Rack Server with Two 10 Gigabit Ethernet network adapters
The two 10 Gigabit Ethernet network adapters deployment model is becoming very common because of the benefits they provide through I/O consolidation. The key benefits include better utilization of I/O resources, simplified management, and reduced CAPEX and OPEX. While this deployment provides these benefits, there are some challenges when it comes to the traffic management aspects. Specially, in highly consolidated virtualized environments where more traffic types are carried over fewer 10 Gigabit Ethernet network adapters, and it becomes critical to prioritize traffic types that are important and provide the required SLA guarantees. The NIOC feature available on the VDS helps in this traffic management activity. In the following sections you will see how to utilize this feature in the different designs.

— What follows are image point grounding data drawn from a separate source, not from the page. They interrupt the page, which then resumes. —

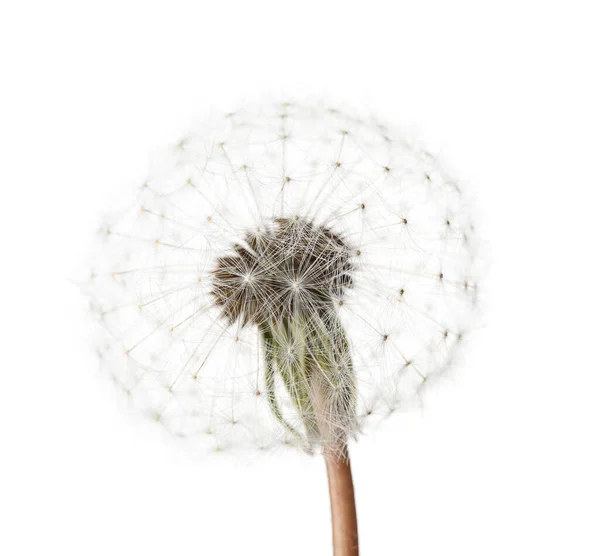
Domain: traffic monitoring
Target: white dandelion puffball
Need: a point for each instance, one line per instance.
(288, 274)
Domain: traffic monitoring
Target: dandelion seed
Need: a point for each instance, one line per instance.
(271, 312)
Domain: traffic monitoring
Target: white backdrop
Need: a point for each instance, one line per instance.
(504, 457)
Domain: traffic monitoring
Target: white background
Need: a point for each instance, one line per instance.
(504, 458)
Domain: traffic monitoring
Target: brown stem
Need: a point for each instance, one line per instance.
(343, 507)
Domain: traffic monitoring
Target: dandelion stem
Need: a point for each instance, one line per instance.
(343, 506)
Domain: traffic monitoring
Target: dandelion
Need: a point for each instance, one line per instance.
(288, 275)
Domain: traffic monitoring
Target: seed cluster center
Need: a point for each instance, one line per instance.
(292, 267)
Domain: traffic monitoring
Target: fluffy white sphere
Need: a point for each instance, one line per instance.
(409, 238)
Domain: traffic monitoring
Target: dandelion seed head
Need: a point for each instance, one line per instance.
(287, 275)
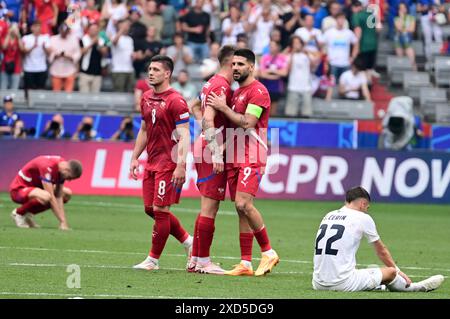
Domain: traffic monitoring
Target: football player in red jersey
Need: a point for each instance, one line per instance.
(164, 133)
(39, 186)
(250, 111)
(208, 156)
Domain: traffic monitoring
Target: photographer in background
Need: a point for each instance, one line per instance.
(125, 132)
(54, 129)
(85, 131)
(7, 116)
(11, 66)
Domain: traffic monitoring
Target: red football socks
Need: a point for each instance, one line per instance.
(32, 206)
(196, 239)
(161, 231)
(176, 230)
(246, 242)
(263, 239)
(205, 234)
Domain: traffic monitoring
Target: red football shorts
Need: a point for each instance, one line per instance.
(244, 179)
(18, 191)
(158, 189)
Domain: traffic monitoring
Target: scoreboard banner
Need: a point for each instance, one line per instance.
(292, 173)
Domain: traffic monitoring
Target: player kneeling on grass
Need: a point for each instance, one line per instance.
(337, 242)
(38, 186)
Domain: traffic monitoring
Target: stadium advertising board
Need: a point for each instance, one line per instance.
(294, 173)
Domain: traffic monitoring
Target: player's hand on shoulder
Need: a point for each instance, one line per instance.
(179, 176)
(218, 102)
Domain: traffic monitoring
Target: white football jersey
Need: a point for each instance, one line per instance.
(337, 242)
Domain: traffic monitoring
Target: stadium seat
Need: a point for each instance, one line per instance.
(429, 98)
(18, 97)
(343, 109)
(385, 48)
(396, 66)
(443, 112)
(413, 81)
(442, 70)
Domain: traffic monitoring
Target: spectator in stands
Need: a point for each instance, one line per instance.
(170, 17)
(19, 130)
(145, 50)
(334, 8)
(85, 130)
(339, 41)
(312, 37)
(123, 55)
(298, 100)
(262, 26)
(290, 20)
(431, 29)
(272, 70)
(35, 57)
(65, 53)
(138, 30)
(405, 26)
(353, 83)
(232, 26)
(93, 49)
(180, 53)
(325, 84)
(125, 133)
(196, 23)
(398, 125)
(46, 13)
(7, 116)
(113, 11)
(140, 88)
(11, 65)
(366, 29)
(90, 14)
(54, 129)
(184, 86)
(152, 18)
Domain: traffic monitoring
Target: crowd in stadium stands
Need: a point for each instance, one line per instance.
(305, 48)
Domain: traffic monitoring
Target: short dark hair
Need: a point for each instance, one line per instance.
(246, 53)
(164, 60)
(356, 193)
(76, 168)
(226, 53)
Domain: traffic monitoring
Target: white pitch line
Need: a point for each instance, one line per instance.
(46, 294)
(184, 256)
(162, 268)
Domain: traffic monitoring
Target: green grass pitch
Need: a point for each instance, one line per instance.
(111, 234)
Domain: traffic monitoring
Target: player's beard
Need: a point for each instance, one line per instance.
(238, 77)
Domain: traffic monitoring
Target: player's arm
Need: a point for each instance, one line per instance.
(195, 109)
(56, 203)
(385, 256)
(211, 138)
(139, 147)
(247, 120)
(179, 174)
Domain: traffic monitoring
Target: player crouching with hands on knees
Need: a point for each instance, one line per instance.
(39, 186)
(337, 242)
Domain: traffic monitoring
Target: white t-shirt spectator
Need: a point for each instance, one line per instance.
(308, 38)
(236, 29)
(36, 60)
(122, 61)
(300, 73)
(338, 44)
(352, 82)
(261, 36)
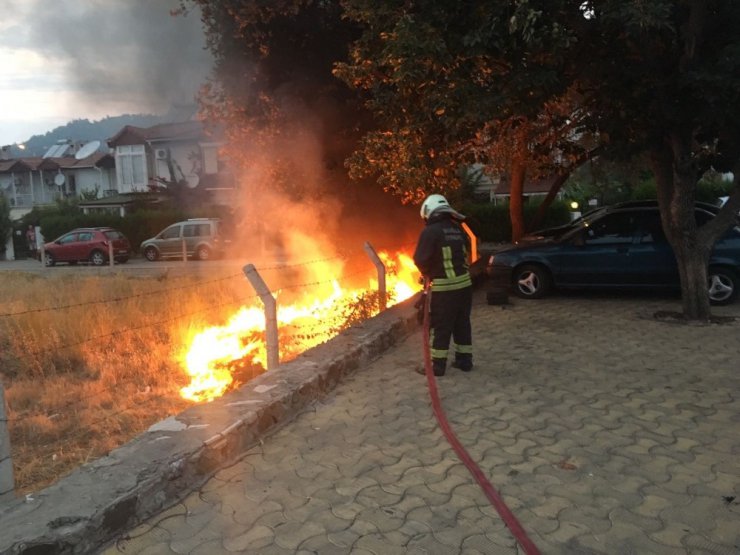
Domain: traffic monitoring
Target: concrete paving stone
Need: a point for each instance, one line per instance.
(624, 515)
(274, 549)
(565, 532)
(363, 527)
(292, 534)
(245, 512)
(535, 525)
(186, 542)
(429, 545)
(352, 486)
(445, 483)
(699, 545)
(139, 540)
(377, 496)
(347, 511)
(682, 456)
(251, 540)
(344, 539)
(321, 544)
(210, 547)
(481, 544)
(651, 468)
(431, 497)
(384, 520)
(634, 544)
(309, 511)
(329, 494)
(672, 534)
(273, 519)
(701, 513)
(594, 517)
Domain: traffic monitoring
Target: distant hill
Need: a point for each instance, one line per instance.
(83, 130)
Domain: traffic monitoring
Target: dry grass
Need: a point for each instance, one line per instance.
(82, 380)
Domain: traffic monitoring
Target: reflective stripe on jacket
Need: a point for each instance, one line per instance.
(442, 253)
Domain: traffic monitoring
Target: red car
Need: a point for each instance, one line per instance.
(88, 244)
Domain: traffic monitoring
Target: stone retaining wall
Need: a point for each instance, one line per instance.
(111, 495)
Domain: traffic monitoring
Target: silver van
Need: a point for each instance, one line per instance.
(198, 238)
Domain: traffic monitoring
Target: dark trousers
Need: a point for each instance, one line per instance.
(450, 319)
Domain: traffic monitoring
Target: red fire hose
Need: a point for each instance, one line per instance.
(504, 512)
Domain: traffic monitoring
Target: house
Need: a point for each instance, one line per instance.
(66, 170)
(169, 155)
(532, 188)
(495, 189)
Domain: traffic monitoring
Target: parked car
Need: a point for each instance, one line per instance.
(203, 239)
(620, 246)
(88, 244)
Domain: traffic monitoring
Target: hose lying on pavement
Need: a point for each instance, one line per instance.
(504, 512)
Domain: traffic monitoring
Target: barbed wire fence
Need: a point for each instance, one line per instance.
(269, 298)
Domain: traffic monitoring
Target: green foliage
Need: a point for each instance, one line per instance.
(713, 185)
(492, 222)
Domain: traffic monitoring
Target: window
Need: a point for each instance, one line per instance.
(131, 167)
(210, 158)
(651, 229)
(69, 238)
(171, 232)
(196, 230)
(618, 227)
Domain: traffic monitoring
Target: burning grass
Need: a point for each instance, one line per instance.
(88, 363)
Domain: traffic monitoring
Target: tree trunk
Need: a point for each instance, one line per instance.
(516, 198)
(676, 178)
(555, 187)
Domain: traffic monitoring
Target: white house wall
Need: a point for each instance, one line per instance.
(90, 179)
(185, 156)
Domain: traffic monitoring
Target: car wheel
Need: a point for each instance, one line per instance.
(203, 253)
(151, 254)
(723, 284)
(97, 258)
(531, 281)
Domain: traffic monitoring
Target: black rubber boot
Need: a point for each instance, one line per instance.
(464, 364)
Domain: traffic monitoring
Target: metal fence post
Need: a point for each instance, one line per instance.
(271, 335)
(6, 462)
(380, 267)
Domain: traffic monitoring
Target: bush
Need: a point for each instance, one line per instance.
(492, 223)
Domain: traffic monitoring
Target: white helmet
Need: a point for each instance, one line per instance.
(433, 203)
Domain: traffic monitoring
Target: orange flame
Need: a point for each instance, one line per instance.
(324, 310)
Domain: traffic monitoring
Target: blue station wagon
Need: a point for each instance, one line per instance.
(620, 246)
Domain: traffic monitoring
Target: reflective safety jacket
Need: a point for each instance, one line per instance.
(442, 253)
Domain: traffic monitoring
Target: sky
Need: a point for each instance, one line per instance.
(88, 59)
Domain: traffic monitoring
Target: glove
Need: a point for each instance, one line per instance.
(420, 306)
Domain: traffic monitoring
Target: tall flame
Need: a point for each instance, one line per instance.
(324, 309)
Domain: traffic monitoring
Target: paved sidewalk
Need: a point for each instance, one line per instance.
(604, 431)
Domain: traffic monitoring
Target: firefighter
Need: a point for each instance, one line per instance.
(442, 256)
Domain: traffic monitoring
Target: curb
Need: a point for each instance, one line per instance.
(100, 500)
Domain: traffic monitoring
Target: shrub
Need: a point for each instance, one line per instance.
(492, 223)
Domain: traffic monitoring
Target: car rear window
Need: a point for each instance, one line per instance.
(197, 230)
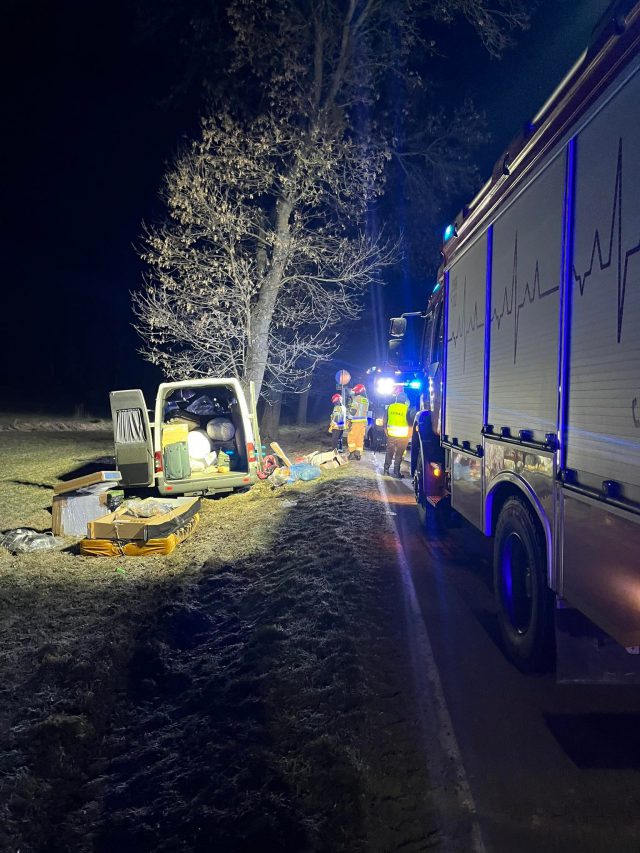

As shown in Figure 1, the rack servers with two 10 Gigabit Ethernet network adapters are connected to the two access layer switches to avoid any single point of failure. Similar to the Rack server with eight 1 Gigabit Ethernet network adapters section, the different VDS and Physical switch parameter configurations are taken into account during this design. On the physical switch side, the new 10 Gigabit switches might have support for FCoE that allows convergence for SAN and LAN traffic. This document only covers the standard 10 Gigabit deployments that support IP storage traffic (iSCSI/NFS) and not FCoE.
In this section two design options are described; one is a traditional approach and other one is a VMware recommended approach.
Figure 1 Rack server with 2 – 10 Gig NICs
Design Option 1 – Static Configuration
The static configuration approach for rack server deployment with 10 Gigabit Ethernet network adapters is similar to the one described in the design option 1 of rack server deployment with eight 1 Gigabit Ethernet adapters. There are few differences in the configuration where the numbers of dvuplinks are changed from eight to two, and dvportgroup parameters are different. Let’s take a look at the configuration details on the VDS front.
dvuplink configuration
To support the maximum two Ethernet network adapters per host, the dvuplink port group is configured with 2 dvuplinks (dvuplink1, dvuplink2). On the hosts the dvuplink1 is associated with vmnic0 and dvuplink2 is associated with vmnic1.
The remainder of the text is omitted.